Par conséquent, la division d’opposition constate que les preuves soumises par l’opposante ne démontrent pas que les marques antérieures ont acquis une renommée.
Comme il a été vu ci-dessus, il est requis pour que l’opposition aboutisse en vertu de l’article 8, paragraphe 5, EUTMR que la marque antérieure ait une renommée. Puisqu’il n’a pas été établi que les marques antérieures ont une renommée, l’une des conditions nécessaires contenues à l’article 8, paragraphe 5, EUTMR n’est pas remplie, et l’opposition à l’encontre des produits restants doit être rejetée.
DÉPENS
Conformément à l’article 109, paragraphe 1, EUTMR, la partie qui succombe dans la procédure d’opposition doit supporter les taxes et les frais exposés par l’autre partie. Conformément à l’article 109, paragraphe 3, EUTMR, lorsque chaque partie succombe sur certains chefs et obtient gain de cause sur d’autres, ou si l’équité l’exige, la division d’opposition décide d’une répartition différente des dépens.
Étant donné que l’opposition n’aboutit que pour certains des produits et services contestés, les deux parties ont obtenu gain de cause sur certains chefs et succombé sur d’autres. En conséquence, chaque partie doit supporter ses propres dépens.
Décision sur opposition n° B 3 216 124 Page 18 sur 18
La division d’opposition
Teodora Valentinova Mónica Gabriele TSENOVA-PETROVA MOLLET MAQUEDA SPINA ALÌ
Conformément à l’article 67 RMUE, toute partie lésée par la présente décision a le droit de former un recours contre celle-ci.
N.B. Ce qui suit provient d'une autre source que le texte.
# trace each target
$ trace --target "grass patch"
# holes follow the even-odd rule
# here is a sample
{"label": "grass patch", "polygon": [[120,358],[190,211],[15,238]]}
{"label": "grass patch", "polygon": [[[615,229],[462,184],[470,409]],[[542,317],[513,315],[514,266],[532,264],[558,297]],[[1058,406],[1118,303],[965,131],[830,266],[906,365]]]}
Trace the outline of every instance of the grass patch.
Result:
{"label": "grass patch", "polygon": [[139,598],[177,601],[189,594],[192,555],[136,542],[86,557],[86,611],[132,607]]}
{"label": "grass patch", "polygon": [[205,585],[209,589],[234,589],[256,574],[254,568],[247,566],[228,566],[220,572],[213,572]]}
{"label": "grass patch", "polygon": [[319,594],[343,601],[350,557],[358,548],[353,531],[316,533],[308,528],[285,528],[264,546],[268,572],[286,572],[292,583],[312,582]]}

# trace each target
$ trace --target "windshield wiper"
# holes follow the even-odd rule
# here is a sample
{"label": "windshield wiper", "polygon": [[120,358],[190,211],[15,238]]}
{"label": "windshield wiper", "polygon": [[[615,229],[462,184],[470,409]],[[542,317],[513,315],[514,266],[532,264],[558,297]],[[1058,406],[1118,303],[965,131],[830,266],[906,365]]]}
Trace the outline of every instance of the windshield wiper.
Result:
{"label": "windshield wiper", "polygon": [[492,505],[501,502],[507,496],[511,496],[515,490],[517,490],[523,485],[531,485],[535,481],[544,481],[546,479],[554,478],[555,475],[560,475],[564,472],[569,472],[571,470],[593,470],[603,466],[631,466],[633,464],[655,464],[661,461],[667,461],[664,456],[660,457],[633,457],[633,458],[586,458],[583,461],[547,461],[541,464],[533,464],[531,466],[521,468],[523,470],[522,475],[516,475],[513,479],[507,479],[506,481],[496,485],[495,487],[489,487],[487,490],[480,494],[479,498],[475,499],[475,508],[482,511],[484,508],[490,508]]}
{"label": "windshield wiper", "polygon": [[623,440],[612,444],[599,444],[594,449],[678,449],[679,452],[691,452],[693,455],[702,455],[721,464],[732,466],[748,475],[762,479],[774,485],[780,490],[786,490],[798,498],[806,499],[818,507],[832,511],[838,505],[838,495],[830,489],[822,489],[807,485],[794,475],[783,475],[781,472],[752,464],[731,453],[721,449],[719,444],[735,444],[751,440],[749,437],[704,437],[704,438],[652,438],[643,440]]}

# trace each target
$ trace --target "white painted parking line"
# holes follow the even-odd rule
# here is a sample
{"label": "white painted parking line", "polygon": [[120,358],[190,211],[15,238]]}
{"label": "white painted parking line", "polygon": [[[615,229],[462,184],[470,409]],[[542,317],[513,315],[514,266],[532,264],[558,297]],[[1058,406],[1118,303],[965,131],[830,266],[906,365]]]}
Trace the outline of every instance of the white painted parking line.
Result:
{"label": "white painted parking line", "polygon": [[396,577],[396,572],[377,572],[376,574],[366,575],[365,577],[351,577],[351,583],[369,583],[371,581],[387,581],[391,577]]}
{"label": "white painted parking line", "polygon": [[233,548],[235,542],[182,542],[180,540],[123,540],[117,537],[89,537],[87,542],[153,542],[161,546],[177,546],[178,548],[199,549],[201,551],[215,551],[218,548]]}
Conformément à l’article 68 RMUE, l’acte de recours doit être formé par écrit auprès de l’Office dans un délai de deux mois à compter de la date de notification de la présente décision. Il doit être déposé dans la langue de la procédure dans laquelle la décision faisant l’objet du recours a été rendue. En outre, un mémoire exposant les motifs du recours doit être déposé dans un délai de quatre mois à compter de la même date. L’acte de recours n’est réputé avoir été formé qu’après paiement de la taxe de recours de 720 EUR.